Omni: A roasting style, a philosophy or a profile?

Another of my Instagram short post series converted into a full length article, today I like to share more about what I understand on the philosophy of Omni in coffee. 






Post lunch, arvo espresso and white flight while re-reading for the 3rd time, Scott Rao latest article about Omni Roasting.

OMNI - yes you read it right. I am a strong believer of it (but let me explain again my theory, all the way to the bottom before you give me more stones) and i have received alot of fluke about this style and belief, discussed plenty of time online whether in the iamabaristasg.com FB group or CSS. To summarise what the great Scott wrote, it depends on the quality of the green, how was it roasted and how was it extracted.

Once again i like to clarify this theory, like I always share it at my cupping table, in workshop i run or to those who care to ask me. Omni IMHO is not a style of roasting but it is a decision made by roasters at the cupping table, using our palate to agree that a certain roast in a certain coffee can taste great in both filter and espresso. We can have a roast degree discharged at 214 degrees celcius which is Omni, we also have the same 214 degrees celcius which is strictly espresso and while rare, there are some too that can be passed off as filter at the same discharged temperature. This i name it 'the angry bird roasting theory' (more to this another time) 
And yes too, we do apply light, medium and medium dark roast to other coffees, not all are Omni (that is plain lazy and one size fit all is not for all coffee and processes)

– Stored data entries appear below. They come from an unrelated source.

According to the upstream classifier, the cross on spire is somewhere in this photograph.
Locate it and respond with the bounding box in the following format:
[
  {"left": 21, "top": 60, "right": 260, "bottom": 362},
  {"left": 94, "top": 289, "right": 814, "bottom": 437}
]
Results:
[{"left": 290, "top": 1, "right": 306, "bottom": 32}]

In one of my many exchanges on this topic in the past, someone came in strongly to call omni stupid, in the process generalising it.  At the end of the day, we cannot help ourselves as human to generalise and make broad statement about anything. At the end of the day, there are reasons for something being done a certain way and if we do not know or not comfortable about it, we ask and we learn. After a long roasting career, I don't really dare to call anything stupid because every roastmaster have their own interpretation of things. I will do a fast roast for a filter (10mins) and a longer roast for a espresso(13mins) but both ending at the same end temperature. Possible? Ask me how. At the same time, yes the fast roast becomes my filter and the longer is my espresso but when we cupped them, QC and taste them and realise certain coffees ( not all) is suitable for multiple brewing methods.

 We call it omni for easier reference for our customers, who are layman people entering our shops and wanting an educated guess on what work for both, maybe the wife prefers a filter while the husband like a long black and getting 2 x 250gm is too much for a week worth. You don't want to buy a bag recommended for a filter and make it into an espresso because you don't want your espresso to taste like a filter coffee, you want a filter for that. Of course an experienced person will say "tweak the parameters for it to work" but try asking a home barista who is untrained to do it and end up wasting half of the bag and getting disappointed. Hence, by over generalising something for them, stating the obvious, 'filter, omni and espresso' is making it easy for the people who buys them. 




I take the opportunity to state here that Omni is not a roasting style, it is a piece of information to consumer that a batch of coffee roasted the same way is suitable for multiple brewing methods because the people who roast it, cares to try and advise what they feel is right. Call it versatile, call it dual method, call it medium-light but Omni seems to hit the right spot for understanding. 

Now let see how this message transcend down. Everyone have a conceptual sphere of things, this is mine. Discuss yours.